A Kubernetes cluster (any of these is fine)
- EKS (AWS), Minikube, Docker Desktop (Kubernetes enabled), kind, or kubeadm
kubectl connected to that cluster
helm installed (v3+)

Quick start (Minikube) — Mac or Linux

# Install minikube if needed (Mac via Homebrew)
brew install minikube

# Start a local cluster with 3 nodes (better metrics variety)
minikube start --nodes=3 --cpus=2 --memory=4096

Quick check

kubectl get nodes
# Expect to see Ready nodes

Section 1 — Monitoring basics (10 min, explain in your words)

Why monitor? To detect issues early (CPU/memory saturation, errors, latency).
Metrics vs Logs vs Traces
- Metrics = numbers over time (cheap, fast to aggregate)
- Logs = text events (debug detail)
- Traces = end-to-end request path (latency analysis)
Where metrics come from? Exporters & app endpoints (usually /metrics).

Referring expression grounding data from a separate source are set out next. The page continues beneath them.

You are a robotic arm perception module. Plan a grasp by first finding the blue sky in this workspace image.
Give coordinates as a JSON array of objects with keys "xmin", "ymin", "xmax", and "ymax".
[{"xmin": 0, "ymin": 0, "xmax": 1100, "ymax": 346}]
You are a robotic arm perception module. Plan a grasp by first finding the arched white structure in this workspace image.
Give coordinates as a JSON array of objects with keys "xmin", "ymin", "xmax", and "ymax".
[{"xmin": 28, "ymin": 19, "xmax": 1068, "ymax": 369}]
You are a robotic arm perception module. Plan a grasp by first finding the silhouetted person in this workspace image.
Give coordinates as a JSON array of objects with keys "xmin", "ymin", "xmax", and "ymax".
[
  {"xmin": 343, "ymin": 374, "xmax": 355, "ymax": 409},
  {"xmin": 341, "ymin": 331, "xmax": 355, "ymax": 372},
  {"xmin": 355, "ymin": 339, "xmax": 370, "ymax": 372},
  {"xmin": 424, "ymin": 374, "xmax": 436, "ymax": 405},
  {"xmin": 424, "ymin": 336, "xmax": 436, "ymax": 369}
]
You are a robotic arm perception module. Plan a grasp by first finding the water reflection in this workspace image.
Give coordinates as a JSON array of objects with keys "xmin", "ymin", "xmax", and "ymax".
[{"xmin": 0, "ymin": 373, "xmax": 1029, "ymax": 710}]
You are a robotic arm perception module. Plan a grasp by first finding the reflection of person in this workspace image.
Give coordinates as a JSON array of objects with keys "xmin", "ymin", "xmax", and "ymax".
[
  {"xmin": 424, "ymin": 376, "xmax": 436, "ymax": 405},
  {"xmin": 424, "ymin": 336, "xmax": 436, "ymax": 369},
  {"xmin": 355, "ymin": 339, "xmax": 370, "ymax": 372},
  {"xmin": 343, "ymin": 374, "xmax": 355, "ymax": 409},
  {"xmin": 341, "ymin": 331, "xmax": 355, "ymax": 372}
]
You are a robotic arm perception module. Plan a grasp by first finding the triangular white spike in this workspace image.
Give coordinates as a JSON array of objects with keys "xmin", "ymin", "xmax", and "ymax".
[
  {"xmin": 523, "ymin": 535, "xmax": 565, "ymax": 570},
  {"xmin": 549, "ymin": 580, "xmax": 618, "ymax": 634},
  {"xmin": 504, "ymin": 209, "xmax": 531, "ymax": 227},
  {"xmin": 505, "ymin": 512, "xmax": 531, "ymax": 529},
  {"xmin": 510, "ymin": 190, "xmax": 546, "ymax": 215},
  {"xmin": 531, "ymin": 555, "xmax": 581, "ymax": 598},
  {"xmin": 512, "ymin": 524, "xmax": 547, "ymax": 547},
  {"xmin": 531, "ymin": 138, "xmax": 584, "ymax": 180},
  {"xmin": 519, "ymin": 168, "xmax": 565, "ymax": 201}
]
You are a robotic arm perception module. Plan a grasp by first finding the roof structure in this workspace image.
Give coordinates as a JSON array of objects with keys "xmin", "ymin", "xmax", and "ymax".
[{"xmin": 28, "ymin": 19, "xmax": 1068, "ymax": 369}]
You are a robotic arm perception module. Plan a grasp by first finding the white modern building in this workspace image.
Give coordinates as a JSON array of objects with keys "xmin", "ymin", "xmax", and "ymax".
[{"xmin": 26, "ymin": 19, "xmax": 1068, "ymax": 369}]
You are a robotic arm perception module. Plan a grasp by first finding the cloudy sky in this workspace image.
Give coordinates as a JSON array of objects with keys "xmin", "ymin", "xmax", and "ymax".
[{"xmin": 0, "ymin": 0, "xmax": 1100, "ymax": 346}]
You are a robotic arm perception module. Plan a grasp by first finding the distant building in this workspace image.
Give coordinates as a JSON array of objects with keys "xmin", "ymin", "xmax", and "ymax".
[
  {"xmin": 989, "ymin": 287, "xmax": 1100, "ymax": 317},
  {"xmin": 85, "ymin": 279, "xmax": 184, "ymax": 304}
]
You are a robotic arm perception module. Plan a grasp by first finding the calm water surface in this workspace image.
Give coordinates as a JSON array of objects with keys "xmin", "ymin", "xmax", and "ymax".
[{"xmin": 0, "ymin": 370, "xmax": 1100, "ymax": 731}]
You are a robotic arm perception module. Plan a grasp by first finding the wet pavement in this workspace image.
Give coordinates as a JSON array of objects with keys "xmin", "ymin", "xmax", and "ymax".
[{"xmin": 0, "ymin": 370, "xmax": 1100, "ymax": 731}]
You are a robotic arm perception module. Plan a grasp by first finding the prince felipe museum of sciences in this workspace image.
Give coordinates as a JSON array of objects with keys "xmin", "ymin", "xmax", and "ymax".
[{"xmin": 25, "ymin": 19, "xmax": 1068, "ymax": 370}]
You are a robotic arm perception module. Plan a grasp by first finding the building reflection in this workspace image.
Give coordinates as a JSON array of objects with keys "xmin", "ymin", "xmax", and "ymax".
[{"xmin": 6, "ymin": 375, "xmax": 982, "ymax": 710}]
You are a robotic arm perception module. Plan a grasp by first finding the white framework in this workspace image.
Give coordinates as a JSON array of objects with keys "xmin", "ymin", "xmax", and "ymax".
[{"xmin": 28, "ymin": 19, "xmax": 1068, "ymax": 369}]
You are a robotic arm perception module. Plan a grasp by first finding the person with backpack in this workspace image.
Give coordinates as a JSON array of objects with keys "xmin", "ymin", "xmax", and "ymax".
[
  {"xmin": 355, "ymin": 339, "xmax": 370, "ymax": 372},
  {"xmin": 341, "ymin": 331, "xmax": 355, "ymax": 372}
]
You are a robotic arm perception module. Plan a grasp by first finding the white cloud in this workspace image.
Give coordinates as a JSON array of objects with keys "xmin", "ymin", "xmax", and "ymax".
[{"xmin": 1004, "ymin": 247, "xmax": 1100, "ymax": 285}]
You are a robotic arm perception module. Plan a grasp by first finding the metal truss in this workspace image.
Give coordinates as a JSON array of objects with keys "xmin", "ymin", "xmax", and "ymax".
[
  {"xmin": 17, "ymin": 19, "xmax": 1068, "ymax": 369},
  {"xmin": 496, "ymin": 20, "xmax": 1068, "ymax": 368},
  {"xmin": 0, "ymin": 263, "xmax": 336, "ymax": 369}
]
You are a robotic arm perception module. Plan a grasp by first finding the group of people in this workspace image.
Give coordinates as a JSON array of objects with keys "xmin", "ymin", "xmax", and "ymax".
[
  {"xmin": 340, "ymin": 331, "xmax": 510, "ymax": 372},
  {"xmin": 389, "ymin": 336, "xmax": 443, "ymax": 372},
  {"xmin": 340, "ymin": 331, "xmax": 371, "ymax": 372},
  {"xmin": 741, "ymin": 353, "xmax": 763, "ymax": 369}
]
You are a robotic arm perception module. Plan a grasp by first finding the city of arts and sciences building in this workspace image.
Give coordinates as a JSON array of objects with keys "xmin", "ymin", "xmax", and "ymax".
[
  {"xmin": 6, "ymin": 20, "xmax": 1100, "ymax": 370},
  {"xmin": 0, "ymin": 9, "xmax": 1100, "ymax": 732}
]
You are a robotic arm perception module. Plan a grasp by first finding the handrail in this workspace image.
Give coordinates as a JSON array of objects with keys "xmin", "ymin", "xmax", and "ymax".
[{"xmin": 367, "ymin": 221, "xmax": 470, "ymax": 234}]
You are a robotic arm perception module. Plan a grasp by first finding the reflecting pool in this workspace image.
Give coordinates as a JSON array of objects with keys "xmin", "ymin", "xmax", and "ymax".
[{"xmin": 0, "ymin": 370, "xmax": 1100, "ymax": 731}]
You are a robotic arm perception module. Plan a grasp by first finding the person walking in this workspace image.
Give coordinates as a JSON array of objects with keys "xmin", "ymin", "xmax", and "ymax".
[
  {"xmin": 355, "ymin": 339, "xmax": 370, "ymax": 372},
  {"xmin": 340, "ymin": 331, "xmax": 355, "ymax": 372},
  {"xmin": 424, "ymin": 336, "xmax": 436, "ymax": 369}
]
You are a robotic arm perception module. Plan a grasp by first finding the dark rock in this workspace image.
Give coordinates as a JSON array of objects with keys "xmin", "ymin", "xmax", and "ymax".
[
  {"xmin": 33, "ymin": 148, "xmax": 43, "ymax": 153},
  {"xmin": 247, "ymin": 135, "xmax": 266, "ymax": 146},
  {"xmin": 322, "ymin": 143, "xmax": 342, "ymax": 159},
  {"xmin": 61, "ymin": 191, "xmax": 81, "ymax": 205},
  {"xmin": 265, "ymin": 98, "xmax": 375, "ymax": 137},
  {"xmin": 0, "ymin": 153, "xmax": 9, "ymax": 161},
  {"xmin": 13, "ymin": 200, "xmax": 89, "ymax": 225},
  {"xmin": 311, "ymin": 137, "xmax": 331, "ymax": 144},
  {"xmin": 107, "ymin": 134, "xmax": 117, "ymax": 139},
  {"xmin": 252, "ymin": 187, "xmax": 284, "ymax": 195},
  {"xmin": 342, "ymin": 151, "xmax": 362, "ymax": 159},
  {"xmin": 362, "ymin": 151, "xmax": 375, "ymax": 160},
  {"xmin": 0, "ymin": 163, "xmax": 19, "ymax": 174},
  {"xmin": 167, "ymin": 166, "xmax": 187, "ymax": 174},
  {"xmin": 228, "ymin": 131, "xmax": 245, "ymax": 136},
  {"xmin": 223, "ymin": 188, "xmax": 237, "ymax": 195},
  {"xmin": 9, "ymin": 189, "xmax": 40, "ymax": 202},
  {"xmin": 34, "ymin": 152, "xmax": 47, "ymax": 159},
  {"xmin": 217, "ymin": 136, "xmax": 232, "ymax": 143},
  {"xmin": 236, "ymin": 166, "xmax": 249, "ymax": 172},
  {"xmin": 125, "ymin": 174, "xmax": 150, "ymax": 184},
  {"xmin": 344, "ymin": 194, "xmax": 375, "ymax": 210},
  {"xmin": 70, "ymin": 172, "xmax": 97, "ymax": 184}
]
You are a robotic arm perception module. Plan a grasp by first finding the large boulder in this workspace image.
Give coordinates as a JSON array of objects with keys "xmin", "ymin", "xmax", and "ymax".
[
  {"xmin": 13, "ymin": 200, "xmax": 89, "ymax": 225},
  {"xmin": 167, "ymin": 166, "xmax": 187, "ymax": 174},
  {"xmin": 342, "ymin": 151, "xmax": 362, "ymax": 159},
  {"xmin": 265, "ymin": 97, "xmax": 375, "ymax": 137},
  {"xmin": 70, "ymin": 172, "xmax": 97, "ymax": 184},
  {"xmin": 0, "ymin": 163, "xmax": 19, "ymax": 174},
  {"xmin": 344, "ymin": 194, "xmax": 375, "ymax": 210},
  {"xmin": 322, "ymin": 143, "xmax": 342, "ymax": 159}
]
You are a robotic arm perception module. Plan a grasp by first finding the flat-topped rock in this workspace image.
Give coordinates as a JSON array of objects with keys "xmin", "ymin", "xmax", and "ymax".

Section 2 — Concepts you’ll need (clear & short)

Prometheus: scrapes endpoints periodically, stores time-series.
Exporters: programs exposing metrics (node-exporter, kube-state-metrics, blackbox).
PromQL: query language to analyze numbers over time.
Alertmanager: routes alerts (Slack/Email/PagerDuty).
Grafana: dashboards for visualization.

Pull model: Prometheus pulls data from targets (easier to scale, discover via service discovery).

Section 3 — Install kube-prometheus-stack (the easy + standard way)

This Helm chart bundles: Prometheus, Alertmanager, Grafana, Node Exporter, Kube-State-Metrics, rules & dashboards.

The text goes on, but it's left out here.